1682 kehrte er nach London zurück; hier schrieb er noch den „Chymischen Glückshafen oder große Concordanz und Collection von 1500 Processen“ und starb. Im October desselben Jahres wurde er nach dem Bericht des sächsischen Oberberginspectors Heyn, der ihn zu Grabe begleitete, in der Kirche St. James in the Field nahe unter der Kanzel bestattet. Daß er Katholik geworden, eine geborne von Hörnigk geheirathet und bei seinen Irrfahrten und Abenteuern Frau und Kinder bald hier bald dort ließ, daß er Schweden und Italien bereist, führt er selbst an. Seine Wahrhaftigkeit bezweifelt Heyn, der behauptet, seine Frau habe ihm 60 Jahre gegeben, während das Geburtsjahr, welches er selbst anführt, ihn 47 Jahre alt sterben ließ. Leibnitz nennt ihn un esprit excellent, vir ingeniosus, aber so schlimmen Charakters, daß er in der Noth Frau und Tochter prostituirt und zu Verbrechen hätte bewogen werden können. (An vielen Stellen, citirt in Roscher’s Geschichte der Nationalökonomie S. 271.) Soweit das Zeitbild, welches uns sein Leben entrollt. Seine nationalökonomische Bedeutung würdigt Roscher ausführlich a. a. O. Was B. in der Geschichte der Wissenschaft weiter leben läßt, ist der folgende Passus seiner „Physica subterranea“: cum in omnibus animalibus et vegetabilibus pinguitudinem inveniamus, [203] quam neoterici nostri oleum vocant: quis dubitet, et ea fossilibus inesse, ipsa etiam metalla comburi posse constet, allerdings eine Wahrheit, die jedoch nicht B. bewies.

Daß Calcination der Metalle und Verbrennung dasselbe sei und daß beides auf der Ausscheidung eines verbrennlichen Princips (oleum) beruhe, ist der Grundsatz der Phlogistontheorie, welche Stahl proclamirt und durch Versuche gestützt hat.
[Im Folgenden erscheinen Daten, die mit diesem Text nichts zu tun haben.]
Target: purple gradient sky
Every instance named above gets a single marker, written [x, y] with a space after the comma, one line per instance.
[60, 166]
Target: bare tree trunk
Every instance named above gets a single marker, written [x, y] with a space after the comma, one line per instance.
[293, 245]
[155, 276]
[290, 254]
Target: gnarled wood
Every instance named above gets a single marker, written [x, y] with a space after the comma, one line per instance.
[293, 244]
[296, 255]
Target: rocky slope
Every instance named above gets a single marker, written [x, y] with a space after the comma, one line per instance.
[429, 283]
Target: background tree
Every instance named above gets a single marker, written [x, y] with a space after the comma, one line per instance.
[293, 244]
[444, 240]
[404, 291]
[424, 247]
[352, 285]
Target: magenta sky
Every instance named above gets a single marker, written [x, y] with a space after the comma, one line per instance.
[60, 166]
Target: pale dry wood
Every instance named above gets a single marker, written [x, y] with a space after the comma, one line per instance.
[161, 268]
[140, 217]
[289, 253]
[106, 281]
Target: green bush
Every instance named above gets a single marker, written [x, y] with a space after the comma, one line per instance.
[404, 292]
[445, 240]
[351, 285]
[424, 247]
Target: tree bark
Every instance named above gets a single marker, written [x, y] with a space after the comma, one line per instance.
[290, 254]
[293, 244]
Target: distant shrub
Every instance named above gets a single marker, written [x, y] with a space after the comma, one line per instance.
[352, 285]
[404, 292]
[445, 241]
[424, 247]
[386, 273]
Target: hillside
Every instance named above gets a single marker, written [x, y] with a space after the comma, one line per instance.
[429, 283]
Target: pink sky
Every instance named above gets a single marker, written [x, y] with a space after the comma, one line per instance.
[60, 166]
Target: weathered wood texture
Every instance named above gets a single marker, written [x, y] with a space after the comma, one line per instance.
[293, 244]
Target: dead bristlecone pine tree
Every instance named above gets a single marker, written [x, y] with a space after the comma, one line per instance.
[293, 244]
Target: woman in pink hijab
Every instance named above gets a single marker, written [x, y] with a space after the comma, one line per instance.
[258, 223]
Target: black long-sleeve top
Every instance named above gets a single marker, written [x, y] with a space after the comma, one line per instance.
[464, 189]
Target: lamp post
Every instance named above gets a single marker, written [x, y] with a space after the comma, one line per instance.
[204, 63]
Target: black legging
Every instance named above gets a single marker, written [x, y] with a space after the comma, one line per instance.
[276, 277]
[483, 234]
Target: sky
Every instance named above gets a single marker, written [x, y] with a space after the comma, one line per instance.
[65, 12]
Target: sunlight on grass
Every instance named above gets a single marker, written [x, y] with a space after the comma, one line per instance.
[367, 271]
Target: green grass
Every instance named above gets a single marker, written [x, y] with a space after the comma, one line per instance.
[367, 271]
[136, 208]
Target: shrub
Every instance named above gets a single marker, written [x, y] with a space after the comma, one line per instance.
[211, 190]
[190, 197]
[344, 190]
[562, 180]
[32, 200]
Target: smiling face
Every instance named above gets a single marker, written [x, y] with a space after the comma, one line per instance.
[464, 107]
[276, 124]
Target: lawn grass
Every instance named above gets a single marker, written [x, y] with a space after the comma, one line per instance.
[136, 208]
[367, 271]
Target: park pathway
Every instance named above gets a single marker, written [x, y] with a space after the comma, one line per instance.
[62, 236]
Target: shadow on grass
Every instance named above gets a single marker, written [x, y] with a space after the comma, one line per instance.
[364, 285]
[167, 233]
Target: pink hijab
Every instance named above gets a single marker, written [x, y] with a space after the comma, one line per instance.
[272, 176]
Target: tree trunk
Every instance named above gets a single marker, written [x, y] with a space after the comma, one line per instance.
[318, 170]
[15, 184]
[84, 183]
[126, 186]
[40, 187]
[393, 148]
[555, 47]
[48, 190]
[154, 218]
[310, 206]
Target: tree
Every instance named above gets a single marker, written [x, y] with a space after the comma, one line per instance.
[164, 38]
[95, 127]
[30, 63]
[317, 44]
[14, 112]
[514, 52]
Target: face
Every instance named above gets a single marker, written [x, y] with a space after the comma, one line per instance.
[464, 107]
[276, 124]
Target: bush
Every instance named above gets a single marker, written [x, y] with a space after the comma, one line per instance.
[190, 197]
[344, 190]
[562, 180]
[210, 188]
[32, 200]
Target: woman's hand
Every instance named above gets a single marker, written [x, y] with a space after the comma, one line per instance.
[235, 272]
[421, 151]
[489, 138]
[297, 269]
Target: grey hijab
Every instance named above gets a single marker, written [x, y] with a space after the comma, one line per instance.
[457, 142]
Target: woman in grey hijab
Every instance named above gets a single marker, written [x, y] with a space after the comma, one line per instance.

Stahl allerdings sagte „Becheriana sunt quae profero“ und gab 1702 die „Physica subterranea“ neu heraus. Vielleicht leitete ihn der Grundsatz, durch die Autorität Früherer seine eigenen Ansichten zu stützen.

Von B. sind wenige Versuche bekannt – wie ließ ihm auch sein Leben Zeit dazu? – und diese wenigen sind unrichtig oder unrichtig gedeutet, z. B. daß Aether durch Vitriolöl entzündet werde, daß Lehm und Oel beim Glühen Eisen erzeuge, Kochsalz und Thon Mercur hervorbringe, Versuche, durch die er die alchemistische Metallerzeugung beweisen wollte. Von praktischen Erfolgen sind seine tragbaren Oefen zu erwähnen. Berichte über Gänse, welche Eier mit ihrem Fuß ausbrüten, und Steine, welche unsichtbar machen etc. (Närrische Weisheit) beweisen große Leichtgläubigkeit. Seine Bücher und Recepte vertrösten immer auf spätere Mittheilungen und geben Versprechen statt der Beweise. Sein ganzer Stil mit seinem barbarischen Latein und seine Denkart sind scholastisch, wie er denn für den Beweis der Alchemie besonders nöthig hält nachzuweisen, daß der König Salomon und Johannes der Täufer sie gekannt haben. Auch seine chemischen Lehren und Systeme beruhen meist auf Worten. Andererseits hat er über die Gährung und Verbrennung klarere Vorstellungen, als viele seiner Zeitgenossen.

Siehe darüber Kopp’s Geschichte der Chemie; über das Leben vgl. seine Schriften, ferner vor allem Bucher, Das Muster eines nützlichen Gelehrten in der Person Herrn Dr. Becher’s. Nürnberg 1722, und Gmelin, Geschichte der Chemie. Ein vollständiges Verzeichniß seiner sehr zahlreichen Schriften findet sich bei Bucher, in Witte’s Diarium Biographicum, Riga 1685, Roth-Scholze’s Ausgabe von Becher’s Chymischem Rosengarten und in der Vorrede seiner Närrischen Weisheit, Ausgabe von 1707.